Various Critters (some of which are dead)
The first three creatures here are sort of second hand, we didn't see the Galapagos owl, or the Rice Rat, but here's a owl pellet that was once a Rice Rat. I'm sure you will agree it's almost as good as the real thing.
For their long journeys from the South American mainland out to Galapagos, the ancestors of the Galapagos rats hold the world record for ocean crossings by land mammals.
Although the number of extinct species seems to be debatable, at least three of the seven species of rice rats endemic to the Galapagos Islands are classified extinct.  The four (ish) remaining species are N. narboroughii and N. fernandinae on Fernandina Island, N. swarthi (this one) on Santiago Island, and Oryzomys bauri on Santa Fe.
I think I found this one on Santiago Island, so I can tell you who the victim was, but since there are short-eared and barn owls there, I can't tell you who the killer was. So the file remains open.

The next corpse is that of a starfish, although they aren't fish, and are related to Sea Urchins. As far as I know have only been found on one planet, and this one was, I think, was a suicide.  Apparently the evolution of the creature, more correctly known as a sea star, involved the development of a brain, which it then devolved, perhaps because of depression.
Kingdom Animalia
Phylum Echinodermata (echinoderms),
Class Asteroidea



This corpse  should have been human, or ex-human and, also, effectively suicide.
However, Fausto avoided that fate because the Galapagos snake is not poisonous. 

Well he looked ok when we saw him last.

I think the snake was more worried about the Galapagos Hawk than the humans, and metaphorically legged it, on release, to the underside of a shady rock. 








This next sorry collection of bodies belongs to the Urchin family classified as echinoids (class Echinoidea) and related to the Sea Stars.
They have been collected here to show swimmers what not to put their hands or feet on.
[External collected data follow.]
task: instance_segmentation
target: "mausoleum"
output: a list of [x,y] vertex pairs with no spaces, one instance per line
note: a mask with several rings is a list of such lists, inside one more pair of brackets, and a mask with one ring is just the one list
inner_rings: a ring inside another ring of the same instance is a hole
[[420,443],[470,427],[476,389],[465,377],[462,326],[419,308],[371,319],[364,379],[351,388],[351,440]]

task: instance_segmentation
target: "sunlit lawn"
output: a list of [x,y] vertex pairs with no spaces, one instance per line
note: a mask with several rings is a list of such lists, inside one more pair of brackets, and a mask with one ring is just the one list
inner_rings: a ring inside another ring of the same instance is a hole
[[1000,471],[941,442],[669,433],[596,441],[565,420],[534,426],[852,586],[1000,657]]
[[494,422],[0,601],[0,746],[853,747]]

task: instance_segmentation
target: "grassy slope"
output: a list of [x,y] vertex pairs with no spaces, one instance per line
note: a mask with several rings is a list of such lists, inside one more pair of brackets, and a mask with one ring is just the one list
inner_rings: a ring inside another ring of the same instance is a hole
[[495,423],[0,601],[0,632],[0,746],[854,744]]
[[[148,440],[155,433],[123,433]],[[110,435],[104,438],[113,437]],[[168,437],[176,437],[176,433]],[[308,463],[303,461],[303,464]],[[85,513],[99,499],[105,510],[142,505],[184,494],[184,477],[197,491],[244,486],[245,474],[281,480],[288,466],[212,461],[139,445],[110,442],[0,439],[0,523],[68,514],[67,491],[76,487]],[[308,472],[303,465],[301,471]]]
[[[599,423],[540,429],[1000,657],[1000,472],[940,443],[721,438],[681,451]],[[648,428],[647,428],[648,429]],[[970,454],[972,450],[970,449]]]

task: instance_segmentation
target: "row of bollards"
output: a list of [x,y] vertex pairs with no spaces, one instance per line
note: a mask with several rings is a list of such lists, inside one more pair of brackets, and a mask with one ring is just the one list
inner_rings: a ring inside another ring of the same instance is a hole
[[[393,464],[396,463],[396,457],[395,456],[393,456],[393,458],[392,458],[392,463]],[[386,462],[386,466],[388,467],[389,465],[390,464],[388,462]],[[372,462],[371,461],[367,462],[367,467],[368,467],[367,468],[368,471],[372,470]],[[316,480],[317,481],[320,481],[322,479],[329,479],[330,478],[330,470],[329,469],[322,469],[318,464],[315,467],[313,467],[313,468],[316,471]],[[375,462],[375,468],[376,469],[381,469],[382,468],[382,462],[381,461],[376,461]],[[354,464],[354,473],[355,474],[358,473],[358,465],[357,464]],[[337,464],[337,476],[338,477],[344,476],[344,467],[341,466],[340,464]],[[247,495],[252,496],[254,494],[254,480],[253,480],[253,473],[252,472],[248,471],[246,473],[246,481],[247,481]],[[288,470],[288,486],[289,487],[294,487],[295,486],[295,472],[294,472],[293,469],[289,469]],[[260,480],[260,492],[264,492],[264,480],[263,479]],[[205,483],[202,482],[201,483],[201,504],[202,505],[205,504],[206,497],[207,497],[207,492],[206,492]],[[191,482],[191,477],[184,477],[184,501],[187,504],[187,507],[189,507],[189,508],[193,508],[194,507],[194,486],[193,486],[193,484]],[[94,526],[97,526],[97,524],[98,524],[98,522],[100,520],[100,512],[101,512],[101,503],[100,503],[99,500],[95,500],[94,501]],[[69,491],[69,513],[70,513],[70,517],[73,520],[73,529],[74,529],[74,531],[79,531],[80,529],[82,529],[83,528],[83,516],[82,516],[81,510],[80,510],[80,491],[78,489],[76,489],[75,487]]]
The green ones are endemic to the Galapagos













This is a small Ray, perfectly healthy I think, and just happened to be checking out the shore where we were standing. There were quite a few of them, so presumably they were there for food, sex or warmth. I didn't get that involved as to find out.















One creature I did get to know quite well was the tame blue Parrot (A MacAw)at the Jungle Hotel. I'm not sure what the "A" stood for, or indeed if it was really Scottish.
So here I am surrounded by admirers who are perhaps a little more protective of their fingers. I am told by the over credulous that they can bite through quarter inch steel plate. A fallacy I believe, or the bird would have carved straight through the door that I witnessed it laboriously trying to unlock.






















Finally, on the right, that which our secretary insists is a "triantula".
Seen in the daytime, here in it's tree-side home it does have three rather cute hairy legs sticking out, but in the picture below you can see it has the usual complement of eight.


Curiously, while there was a certain amount of respect, and a tendency not to stand directly underneath it, none of my fellow travelers appeared to consider how it got from it's day-time tree to the "bus shelter" in which you see it now at night, on the other side of the path to the huts.